I've always believed that if you want to truly understand a people and their culture you need to read the stories they've written, or told, about themselves. It's from these works that we can get an accurate depiction of what a people believe in, what guides their behaviour, and the philosophical and moral precepts they base their code of conduct on. While reading religious texts or morality tales may well outline the hierarchy among the Gods and the requirements placed upon a people for living a holy life, it's only in the stories that we see them in their day to day living. Of course, the stories are also a much more reliable indicator of the tenor of the times they were written in; for while a dictate in a religious text may not change over the centuries, the way people react to its strictures will vary from age to age.

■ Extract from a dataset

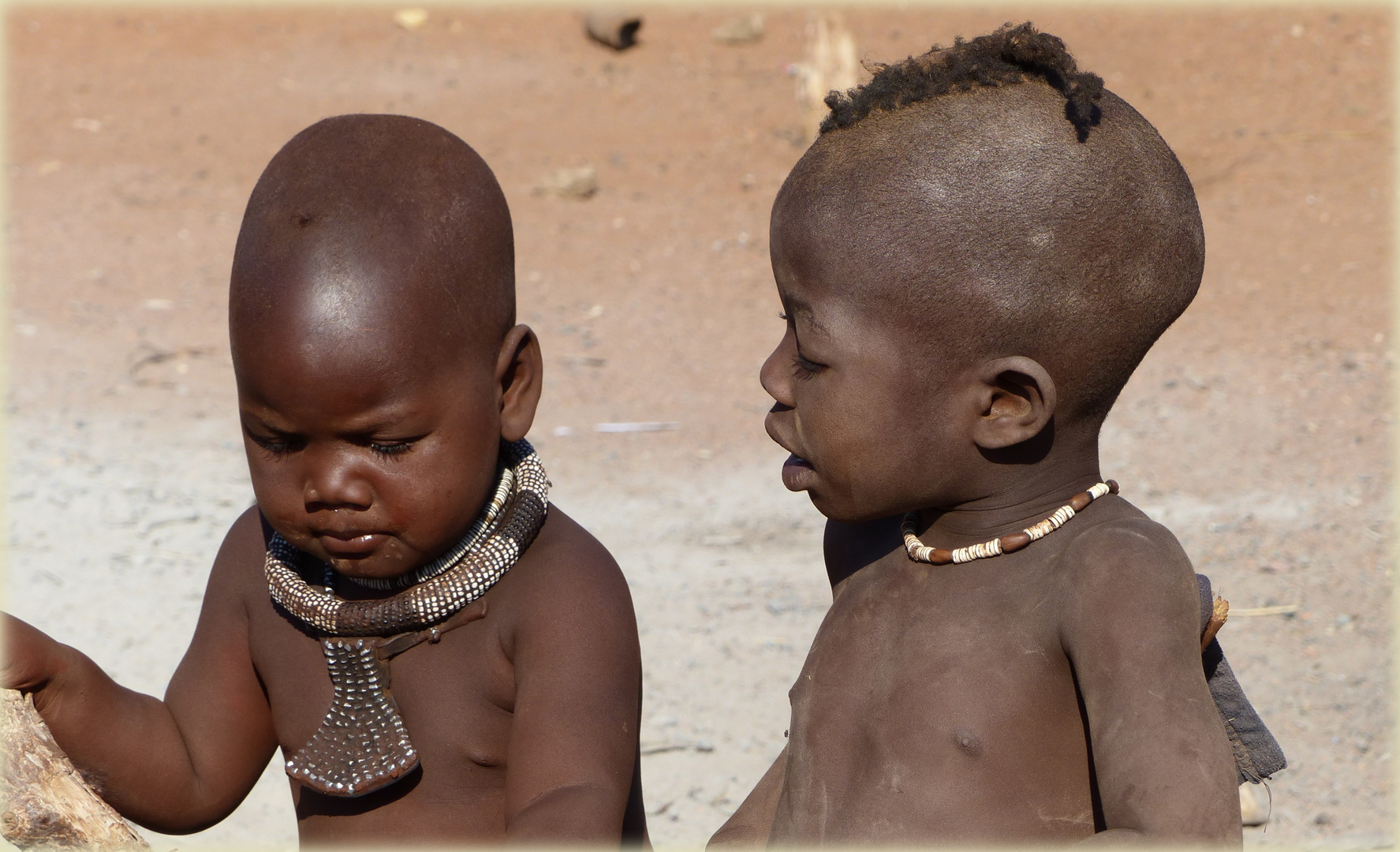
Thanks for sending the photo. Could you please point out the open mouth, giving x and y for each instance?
(797, 473)
(349, 545)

Interestingly enough a number of peoples have turned to their own stories in an attempt to remind themselves of who they are in order to either stave off cultural extinction, like Native Americans and First Nations people in America and Canada respectively, or to reclaim their history and culture from former colonial masters. In India, for example, the British managed to rewrite history so successfully, the nineteenth century bid for independence by Indians is still referred to in most history books as the Indian Mutiny. So instead of it being depicted as the attempt of an oppressed people to throw off the invader it seems an illegal act against a legitimate governing body.
While you can understand the logic behind those efforts to re-visit older stories, what reason would an Englishman have for a similar project? There doesn't seem much danger of that culture becoming extinct nor has there been any recent attempt by a foreign power to re-write their history. Yet British author Peter Ackroyd has written a modern language version of Geoffrey Chaucer's The Canterbury Tales, being published by Penguin Canada on November 3rd/09.
The original Canterbury Tales is credited with being the first major work of literature written in English. There's no denying it's historical significance either, as at the time French was the common language of the educated, the nobles, and Kings and Queens, the majority of whom were descendants of the Norman invaders of 1066. However, after the publication of Chaucer's book, that all began to change, and by the time the next king crowned English had become the official language of the court and learning. Of course the English it was originally written in is as foreign to most of us as if it were another language - anybody who remembers trying to struggle through reading "The Tale of the Wyf of Bathe" (Wife of Bath) in high school can attest to that - so aside from scholars, most people have probably never read Canterbury Tales in its entirety.